Friday, August 29, 2014

Listen to Your Elders

The advice to listen to your elders is always sage. People that are older than you have a lot of world experience you do not yet possess simply for having been in the world longer than you. I know as a youth you are wanting to rebel against the establishment and your parents especially because "older doesn't mean smarter!!!" But coming from someone who has been there and remembers it vividly trust me when I tell you that you are both right and woefully wrong about that. Age does not automatically equate to book smarts. You can be middle aged and dumb as a mud fence, but at the same time astoundingly more wise in other areas. Like street smarts, or life smarts.

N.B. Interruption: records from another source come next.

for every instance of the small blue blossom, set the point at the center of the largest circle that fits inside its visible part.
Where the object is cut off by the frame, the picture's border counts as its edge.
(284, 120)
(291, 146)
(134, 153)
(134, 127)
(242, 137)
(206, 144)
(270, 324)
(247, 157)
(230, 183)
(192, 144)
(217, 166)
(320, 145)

An older person has the experience to tell them life gets better after high school. That you should not worry so much about fitting in or doing the popular thing. That being able to have one skill you're better at than most of your peers is better than being good at everything but fantastic at nothing. That you should, in fact, always wear sunscreen. That you should separate your colors and your whites -- and that the washer has settings other than Permanent Press. That you can live a long time off of pizza and soda, but you really shouldn't. That if your friends are good to you you should never set them aside, especially not for dates or 'more popular' friends. That if you have a friend that makes you feel inferior for being yourself, they're no friend at all and you'd be better off alone than with them. That if it seems too good to be true, you should approach it with a healthy amount of skepticism. That being on time is important, but if you truly must be late it's okay, don't freak out. That almost anything you dislike about yourself you are free to change, whenever you want but it'll probably take hard work. Amongst many other insights that are difficult to see in the throes of youth before you've actually been there/done that.

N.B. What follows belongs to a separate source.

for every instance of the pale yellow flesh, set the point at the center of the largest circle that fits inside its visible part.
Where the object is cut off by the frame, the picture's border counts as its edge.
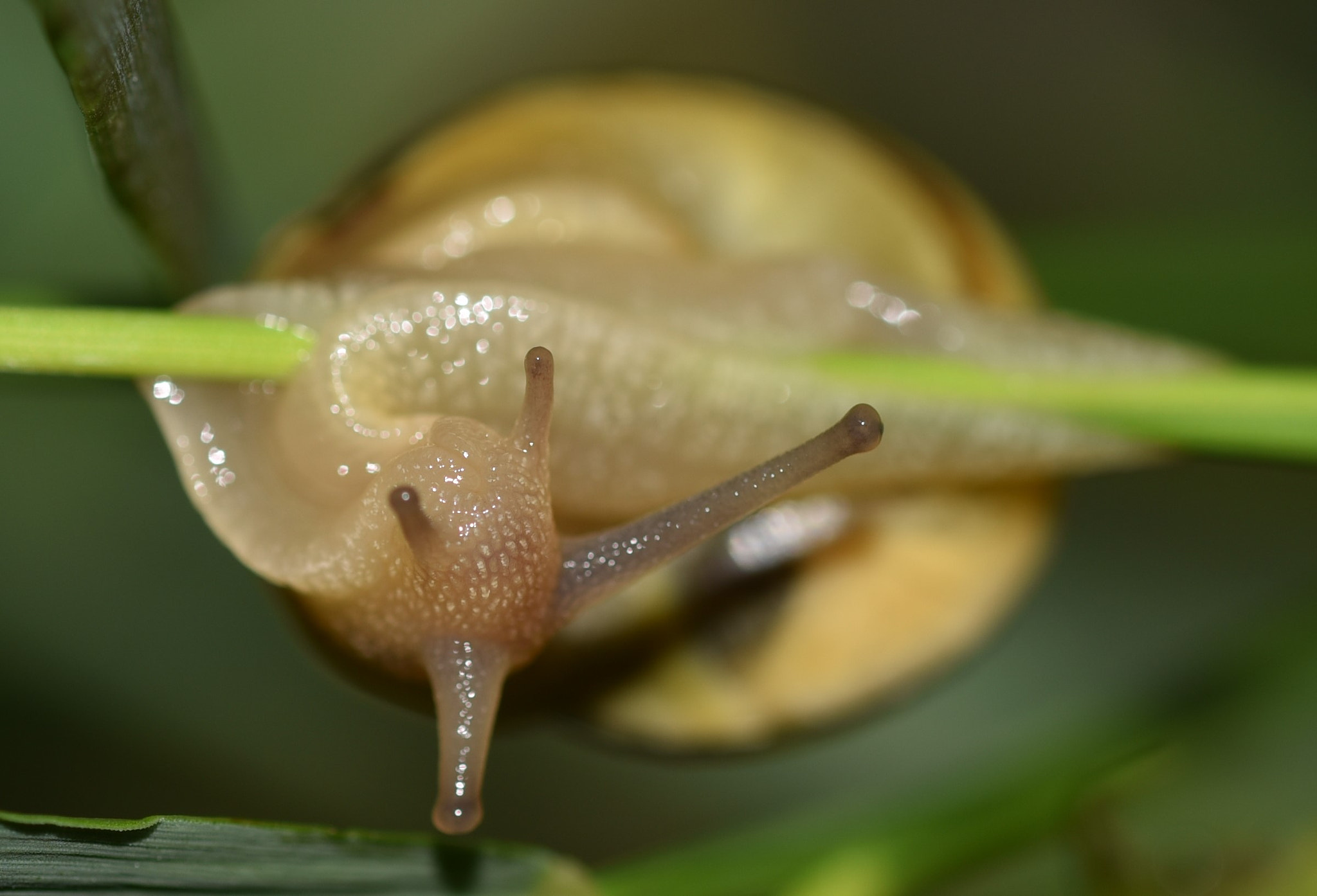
(673, 246)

So when someone says you should listen to your elders, they don't mean you should obey your elders just for being older (which is what most young people hear when told that), but that you should genuinely listen to them when they are offering advice, because chances are even if they are giving you what seems like bad advice -- it's advice from actual experience, which is more than you have. So you should consider it, even if just briefly. I don't mean harmful advice from, say, a racist uncle or a homophobic cousin or anything like that, but actual advice from someone who means well.

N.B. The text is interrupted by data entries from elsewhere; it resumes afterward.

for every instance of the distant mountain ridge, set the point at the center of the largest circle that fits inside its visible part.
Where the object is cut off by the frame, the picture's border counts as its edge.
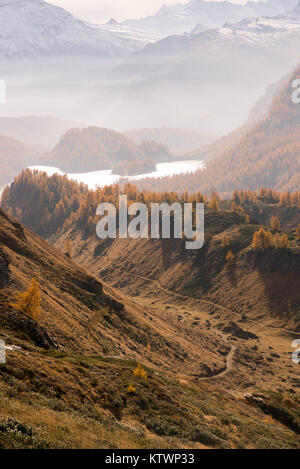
(35, 28)
(268, 155)
(184, 17)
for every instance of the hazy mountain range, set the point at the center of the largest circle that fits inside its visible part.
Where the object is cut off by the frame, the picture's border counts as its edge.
(35, 28)
(183, 17)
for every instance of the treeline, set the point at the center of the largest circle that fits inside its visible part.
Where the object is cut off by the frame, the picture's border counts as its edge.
(50, 204)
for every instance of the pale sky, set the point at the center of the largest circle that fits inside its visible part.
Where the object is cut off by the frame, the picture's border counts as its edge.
(103, 10)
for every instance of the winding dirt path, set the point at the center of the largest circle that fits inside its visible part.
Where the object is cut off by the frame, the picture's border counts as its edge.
(229, 366)
(179, 295)
(233, 348)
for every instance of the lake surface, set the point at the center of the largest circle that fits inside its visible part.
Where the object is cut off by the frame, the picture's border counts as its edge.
(103, 178)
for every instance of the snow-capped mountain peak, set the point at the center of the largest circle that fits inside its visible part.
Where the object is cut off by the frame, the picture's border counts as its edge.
(35, 28)
(184, 17)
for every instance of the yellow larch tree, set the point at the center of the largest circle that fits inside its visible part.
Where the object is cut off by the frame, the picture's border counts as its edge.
(29, 301)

That said, whenever I am given this advice: to listen to my elder's, I immediately recall a situation from when I was a teenager, trying to take this selfsame advice:

When I was about sixteen I was sitting in my friend's kitchen with his grandparents, waiting for him to get home. At some point his grandfather got up and left the table. His wife turns to me, this ancient woman I've always looked up to, and tells me she has the best advice I'll ever receive. I'm thinking to myself, "Whoa, she's about to reveal the secrets of the universe to me." Totally in awe of this magnificent older woman and you know what she said to me then?

"Yogurt has all sorts of uses." She then gestures with the swan-like grace of a matriarch and says, "If you're ever not right in your womanly areas, just dab some down there. When you're through you can eat the rest. It's great for the bones too."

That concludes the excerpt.